Streaming gelirleri tartışılıyor: Üç kuruşa çalışma dönemi!

Bedava müzik dönemi müzisyenleri dar boğaza soktu. Geçen hafta Spotify Türkiye abonelik ücretlerine yüzde 15 zam yaptı. Kullanıcıların zamma itirazı olurken, streaming gelirleri tartışması yeniden alevlendi.

Haber Merkezi |

Selenay YAĞCI

Müzik endüstrisinin serüveninde en son gelişmelerden biri olan streaming ile sektör daha önce hiç olmadığı kadar sarsıldı. Spotify, hâlihazırda dijital “streaming” piyasasının yaklaşık yüzde 40’ına tekabül ediyor ve sürümden kazanma yöntemiyle telif ödemeleri sanatçıları mağdur ediyor.
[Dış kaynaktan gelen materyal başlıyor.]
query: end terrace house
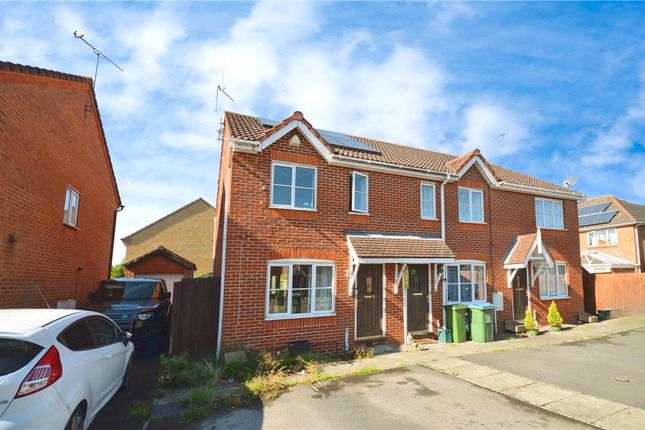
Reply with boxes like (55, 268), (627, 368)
(215, 112), (584, 351)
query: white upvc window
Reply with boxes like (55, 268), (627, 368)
(587, 228), (618, 246)
(535, 198), (564, 229)
(421, 184), (437, 219)
(266, 261), (335, 319)
(459, 187), (484, 223)
(352, 172), (369, 213)
(445, 263), (486, 304)
(63, 187), (80, 227)
(271, 162), (317, 210)
(538, 263), (569, 299)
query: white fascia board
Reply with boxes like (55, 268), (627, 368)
(260, 120), (332, 161)
(358, 257), (455, 264)
(457, 156), (497, 185)
(494, 181), (584, 201)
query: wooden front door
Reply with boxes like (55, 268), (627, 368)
(407, 264), (429, 332)
(356, 264), (383, 337)
(513, 269), (528, 320)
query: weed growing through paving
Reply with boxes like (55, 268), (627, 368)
(128, 400), (150, 417)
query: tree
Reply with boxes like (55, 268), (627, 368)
(546, 300), (562, 327)
(110, 258), (125, 279)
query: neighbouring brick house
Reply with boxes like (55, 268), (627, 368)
(578, 195), (645, 273)
(121, 198), (215, 291)
(0, 62), (121, 308)
(215, 112), (583, 351)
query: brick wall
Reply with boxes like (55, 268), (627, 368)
(218, 126), (583, 350)
(124, 200), (215, 276)
(0, 71), (119, 308)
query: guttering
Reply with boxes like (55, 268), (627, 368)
(492, 181), (585, 200)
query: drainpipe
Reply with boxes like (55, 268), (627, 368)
(441, 173), (450, 241)
(105, 203), (125, 279)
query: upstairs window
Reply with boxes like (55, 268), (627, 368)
(271, 163), (316, 210)
(459, 188), (484, 223)
(352, 172), (369, 213)
(63, 187), (79, 227)
(535, 199), (564, 229)
(421, 184), (437, 219)
(587, 228), (618, 246)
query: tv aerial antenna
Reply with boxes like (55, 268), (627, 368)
(562, 176), (578, 188)
(74, 30), (124, 88)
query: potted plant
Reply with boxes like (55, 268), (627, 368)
(524, 309), (538, 336)
(546, 301), (562, 331)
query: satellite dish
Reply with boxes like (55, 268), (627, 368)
(562, 176), (578, 188)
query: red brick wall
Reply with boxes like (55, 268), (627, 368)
(125, 255), (193, 278)
(0, 72), (119, 308)
(218, 126), (583, 350)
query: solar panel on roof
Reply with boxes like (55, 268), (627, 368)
(578, 202), (609, 216)
(257, 118), (278, 127)
(318, 129), (380, 154)
(578, 210), (618, 227)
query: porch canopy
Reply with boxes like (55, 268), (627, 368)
(504, 228), (555, 288)
(582, 250), (636, 273)
(346, 232), (455, 295)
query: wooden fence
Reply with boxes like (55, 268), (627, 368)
(583, 270), (645, 314)
(170, 278), (221, 358)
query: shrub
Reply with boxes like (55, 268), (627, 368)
(524, 309), (538, 331)
(546, 301), (562, 327)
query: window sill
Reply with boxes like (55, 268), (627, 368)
(269, 205), (318, 212)
(264, 312), (336, 321)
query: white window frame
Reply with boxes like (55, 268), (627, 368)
(538, 261), (569, 300)
(63, 185), (81, 228)
(269, 161), (318, 211)
(443, 261), (488, 305)
(352, 172), (370, 214)
(419, 182), (437, 220)
(457, 187), (486, 224)
(264, 260), (336, 321)
(533, 197), (564, 230)
(587, 227), (618, 248)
Ayrıca Spotify, Türkiye’de TL kazandığı için kazandığı geliri paylaştığı streaming ücretleri de ona göre düzenleniyor. Hal böyle olunca Türkiye’de sanatçılar, dijital “streaming” piyasasından gelen ödemelerin çoğu müzisyen için gelir modeli olabilecek seviyede olmadığından dert yanıyor.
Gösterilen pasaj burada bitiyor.